Starker Regen prasste gegen die uralten Schlossfenster Hogwarts.

Und einzig der Regen war es, der von der kühlsten Ecke des Kellers bis hin in die zugigste Zinne des Schlosses zu hören war.

Die Uhrzeit war derartig weit fortgeschritten, dass selbst der kühnste oder aber auch der dümmste Schüler von Hogwarts wohlbehütet in seinem warmen Bett schlief, dort, wo ein jeder schließlich zu sein hatte.

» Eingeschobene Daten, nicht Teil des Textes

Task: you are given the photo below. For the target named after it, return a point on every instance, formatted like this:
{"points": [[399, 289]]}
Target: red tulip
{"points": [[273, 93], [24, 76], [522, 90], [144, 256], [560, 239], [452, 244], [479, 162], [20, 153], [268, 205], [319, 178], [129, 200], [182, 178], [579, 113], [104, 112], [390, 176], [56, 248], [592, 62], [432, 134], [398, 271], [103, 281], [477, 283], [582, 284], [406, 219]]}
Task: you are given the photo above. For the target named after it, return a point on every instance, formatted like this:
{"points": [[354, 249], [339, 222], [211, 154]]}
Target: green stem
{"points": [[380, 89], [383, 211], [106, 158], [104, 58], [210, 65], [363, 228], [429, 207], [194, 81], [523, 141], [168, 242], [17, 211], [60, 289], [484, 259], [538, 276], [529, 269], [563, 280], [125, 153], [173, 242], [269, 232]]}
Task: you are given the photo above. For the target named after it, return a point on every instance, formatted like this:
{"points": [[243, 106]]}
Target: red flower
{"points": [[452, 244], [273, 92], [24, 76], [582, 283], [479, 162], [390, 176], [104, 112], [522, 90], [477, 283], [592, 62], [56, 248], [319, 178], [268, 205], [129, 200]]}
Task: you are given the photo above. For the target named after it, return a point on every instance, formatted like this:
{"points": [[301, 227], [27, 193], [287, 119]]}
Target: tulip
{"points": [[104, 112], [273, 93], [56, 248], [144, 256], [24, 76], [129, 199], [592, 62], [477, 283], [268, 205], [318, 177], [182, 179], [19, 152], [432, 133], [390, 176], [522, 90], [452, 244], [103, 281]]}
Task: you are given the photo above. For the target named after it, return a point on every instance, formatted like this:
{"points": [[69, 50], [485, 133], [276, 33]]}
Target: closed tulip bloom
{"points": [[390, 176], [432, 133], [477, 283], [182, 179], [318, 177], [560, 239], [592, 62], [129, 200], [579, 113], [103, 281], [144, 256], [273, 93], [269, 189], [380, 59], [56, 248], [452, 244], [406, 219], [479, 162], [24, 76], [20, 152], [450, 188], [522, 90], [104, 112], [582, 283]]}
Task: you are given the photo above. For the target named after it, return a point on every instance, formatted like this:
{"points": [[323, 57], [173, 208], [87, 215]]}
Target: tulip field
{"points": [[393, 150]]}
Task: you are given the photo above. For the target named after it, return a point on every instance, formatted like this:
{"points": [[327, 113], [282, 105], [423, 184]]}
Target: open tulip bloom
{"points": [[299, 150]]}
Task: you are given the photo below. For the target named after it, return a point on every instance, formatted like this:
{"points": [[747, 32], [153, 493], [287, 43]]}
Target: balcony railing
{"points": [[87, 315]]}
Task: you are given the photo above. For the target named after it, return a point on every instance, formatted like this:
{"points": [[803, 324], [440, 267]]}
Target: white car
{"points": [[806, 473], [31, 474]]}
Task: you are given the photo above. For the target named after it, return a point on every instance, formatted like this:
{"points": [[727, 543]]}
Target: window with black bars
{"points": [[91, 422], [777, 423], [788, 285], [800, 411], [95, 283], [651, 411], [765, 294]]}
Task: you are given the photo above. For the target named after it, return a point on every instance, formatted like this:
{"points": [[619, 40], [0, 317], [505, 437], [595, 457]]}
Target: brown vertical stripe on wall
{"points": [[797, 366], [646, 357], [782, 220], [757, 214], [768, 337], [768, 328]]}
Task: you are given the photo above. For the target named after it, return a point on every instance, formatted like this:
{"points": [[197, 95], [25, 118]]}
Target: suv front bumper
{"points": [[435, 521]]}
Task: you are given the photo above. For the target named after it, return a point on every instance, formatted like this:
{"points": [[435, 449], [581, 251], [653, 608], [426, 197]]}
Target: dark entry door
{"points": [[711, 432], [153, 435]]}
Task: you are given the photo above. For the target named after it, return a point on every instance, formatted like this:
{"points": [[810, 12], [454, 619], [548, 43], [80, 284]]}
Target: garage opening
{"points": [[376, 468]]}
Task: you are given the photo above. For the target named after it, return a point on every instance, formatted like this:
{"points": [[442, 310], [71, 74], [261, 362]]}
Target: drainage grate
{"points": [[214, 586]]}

Und wo des Schlosses verwinkelte Korridore ausgestorben und dunkel dalagen, dass selbst die alten Geister nicht mehr umherspukten, so kam es, dass ein einziger Mann im Schutze der Dunkelheit durch Hogwarts Flure streifte.

Man könnte beinahe meinen, er habe sich in den unzähligen Gängen und Etagen des Schlosses verlaufen, so geistesabwesend schien er umherzuirren. Doch war dem gewiss nicht so.

Der Jemand kannte Hogwarts äußerst gut und wusste haargenau, wo er sich gerade befand.

Noch ein verwinkelter Abzweig in einen anderen Korridor lag vor ihm, der ihn in eine höhere Etage führen würde. Dann wäre er an seinem Ziel.

Bald schon stand er vor der gewünschten schweren und doch unscheinbaren Holztüre.

Der Mann, der ebenso dunkel wie die Nacht selbst gekleidet war, zog seinen Zauberstab hervor und tippte dreimal gegen das Türschloss. Der Riegel klickte kurz und die Türe schwang lautlos auf. -

Kaum hatte er den Raum betreten, war das metallische Klicken der Türe erneut zu hören und der Mann wusste, dass der Zugang zu ihm wieder verschlossen war.

Der Raum selbst war schlicht. Er diente als obligatorische Abstellkammer für ausgediente Tische und ihre dazugehörigen Sitzbänke, auf denen viele Jahre lang verschiedene Schüler gesessen hatten.

Dennoch, der Raum hatte einen besonderen Reiz für ihn.

Begehren führte ihn her.

Er begann zaghaft zu lächeln, und dies tat er seit langer Zeit äußerst selten.

Doch dieser Raum, beziehungsweise das, was der Raum neben der ausrangierten Klassenzimmerausstattung beherbergte, entlockte ihm immer wieder eine Emotion der Freude, wobei allein die Tatsache, dass er hier völlig allein im Raume stand, eine recht Traurige war.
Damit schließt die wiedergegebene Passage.